En conclusion, le Congo doit intégrer sa diversité. Il doit reconnaître son héritage et se défaire des notions fallacieuses de tribalisme en exorcisant les maux qui piègent son corps social. Ces maux s’appellent misère. Dans une économie planétaire, aux problèmes économiques traditionnels de base, s’ajoutent les effets de la mondialisation dont les conséquences effrénées déstabilisent les économies et les pays, déchirant le tissu social et par conséquent exige la participation de tous, c’est le sens de notre message, le message du CONGRES DU PEUPLE à la communauté internationale en date du 13fevrier 2010,faisant sienne les préoccupations et doléances de nombreuses forces politiques et civiles du pays que de voir s’accomplir un geste politiquement et symboliquement fort que celui d’une participation de tous à l’effort de reconstruction nationale. Ce message avait été initialement publié lors de notre Appel à la nation du 5 janvier 2010.
Si le PPTE est révélateur des faiblesses et échecs du Congo, il permet à la nation de s’accorder une seconde chance à condition qu’y soient associées toutes les intelligences, toutes les filles et fils et que l’effort de reconstruction nationale s’accompagne et s’appui sur toutes les bonnes volontés sans exclusive aucune. C’est le sens d’un vrai gouvernement d’union nationale appelé de tous les vœux, et en l’absence de toute parodie.
Face aux dangers qui guettent le pays et qui le fragiliserait davantage, rien ne sert de s’arcbouter sur ses positions tant les méthodes traditionnelles ne marchent pas. Le mode de fonctionnement politique basée sur la cooptation à la fois tribale et/ou clientéliste cause du tort autant qu’il alourdit un passif déjà douloureux. Le gouvernement ne peut pratiquer la politique de l’autruche, en plantant la tête dans le sable et attendre que ça se passe. Ce qui serait de l’irresponsabilité totale et humainement inacceptable.

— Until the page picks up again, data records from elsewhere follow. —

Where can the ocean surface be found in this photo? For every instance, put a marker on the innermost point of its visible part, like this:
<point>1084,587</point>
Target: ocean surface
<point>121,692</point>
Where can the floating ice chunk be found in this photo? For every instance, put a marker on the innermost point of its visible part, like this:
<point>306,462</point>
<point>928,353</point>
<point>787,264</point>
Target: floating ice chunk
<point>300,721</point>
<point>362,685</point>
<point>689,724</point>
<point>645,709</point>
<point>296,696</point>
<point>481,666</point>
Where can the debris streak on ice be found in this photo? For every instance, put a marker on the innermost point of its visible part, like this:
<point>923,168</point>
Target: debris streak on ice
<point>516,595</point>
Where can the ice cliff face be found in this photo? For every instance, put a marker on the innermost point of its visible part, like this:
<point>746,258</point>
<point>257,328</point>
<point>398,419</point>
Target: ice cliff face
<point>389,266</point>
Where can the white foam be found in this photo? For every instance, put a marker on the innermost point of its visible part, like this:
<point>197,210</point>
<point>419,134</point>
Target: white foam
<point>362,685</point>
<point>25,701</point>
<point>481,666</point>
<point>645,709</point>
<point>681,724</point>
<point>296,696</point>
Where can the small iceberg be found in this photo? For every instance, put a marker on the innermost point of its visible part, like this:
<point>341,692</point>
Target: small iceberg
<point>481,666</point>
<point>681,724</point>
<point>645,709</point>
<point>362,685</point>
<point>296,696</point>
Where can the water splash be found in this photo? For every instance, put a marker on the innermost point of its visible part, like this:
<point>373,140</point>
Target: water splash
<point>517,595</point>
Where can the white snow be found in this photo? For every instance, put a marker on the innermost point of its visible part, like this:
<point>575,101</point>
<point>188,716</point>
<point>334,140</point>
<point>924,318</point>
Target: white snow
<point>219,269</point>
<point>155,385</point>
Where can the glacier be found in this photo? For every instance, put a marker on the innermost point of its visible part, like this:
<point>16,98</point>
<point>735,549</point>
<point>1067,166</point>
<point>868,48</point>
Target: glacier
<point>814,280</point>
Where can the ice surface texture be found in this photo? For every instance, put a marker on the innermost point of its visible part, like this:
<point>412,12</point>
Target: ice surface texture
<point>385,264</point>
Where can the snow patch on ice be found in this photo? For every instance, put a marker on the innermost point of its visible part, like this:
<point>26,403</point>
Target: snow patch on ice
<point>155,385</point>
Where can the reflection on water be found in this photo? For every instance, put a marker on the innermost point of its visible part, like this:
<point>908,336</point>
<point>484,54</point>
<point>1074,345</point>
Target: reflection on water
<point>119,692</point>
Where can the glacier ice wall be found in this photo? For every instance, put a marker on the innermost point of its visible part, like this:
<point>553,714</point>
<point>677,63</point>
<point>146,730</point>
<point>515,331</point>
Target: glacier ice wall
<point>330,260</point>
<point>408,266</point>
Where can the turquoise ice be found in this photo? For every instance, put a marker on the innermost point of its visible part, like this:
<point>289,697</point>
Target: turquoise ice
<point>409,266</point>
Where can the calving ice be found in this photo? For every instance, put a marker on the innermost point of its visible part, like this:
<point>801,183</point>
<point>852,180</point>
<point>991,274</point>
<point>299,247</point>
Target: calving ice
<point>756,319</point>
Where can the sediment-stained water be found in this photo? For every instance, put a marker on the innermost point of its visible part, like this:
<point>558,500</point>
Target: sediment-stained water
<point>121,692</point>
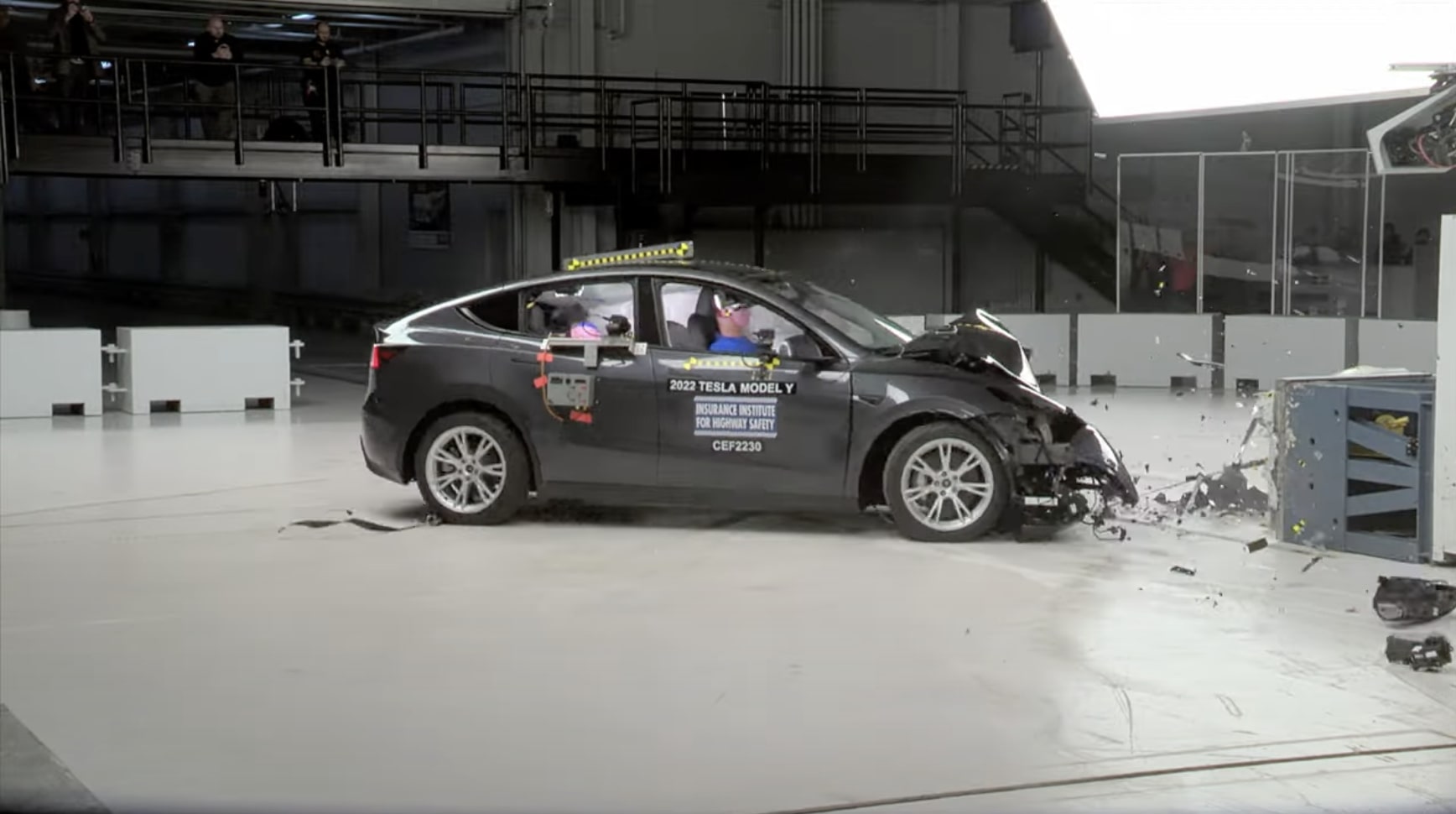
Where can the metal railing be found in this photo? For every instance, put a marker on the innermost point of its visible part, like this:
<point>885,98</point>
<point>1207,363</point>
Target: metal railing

C’est pourquoi du haut de cette tribune, de cette auguste Assemblée symbole de la reconnaissance et de l’universalité des droits de l’homme, prenons à appui sur la communauté internationale pour qu’elle intercède favorablement et aide le Congo à accomplir le vœu de la réconciliation nationale et l’aide à retrouver la voie de son unité.
Le dialogue s’est accompli partout dans le monde dans les moments cruciaux de l’existence des hommes. Pourquoi ne ferions-nous pas autant ? Des exemples sont légion dans le monde aujourd’hui ; notamment avec le président Karzai en Afghanistan ou hier encore avec la côte d’ivoire avec Marcoussis, le président Diouf et Wade pour le Sénégal, le Kenya , le Zimbabwe pour ne citer que ces exemples. Pourquoi la communauté internationale ne s’impliquerait elle pas autant pour le Congo-Brazzaville !
La main tendue de la communauté internationale est, en tous les cas, plus qu’attendue tant le Congo ne peut faire autrement que se réconcilier avec lui-même s’il veut retrouver le chemin de la prospérité et rejoindre le rang des grandes nations. A l’orée du cinquantenaire, on se doit rappeler le geste de nos deux grands hommes que furent Youlou ET Opangault ; geste qui montra la fierté et la grandeur de ce même Congo. Il n’y a de richesses que d’hommes pour penser que le Congo puisse trouver les ressorts de sa résurrection.
*Par Cicéron MASSAMBA, membre éminent du CONGRES DU PEUPLE et docteur en économie.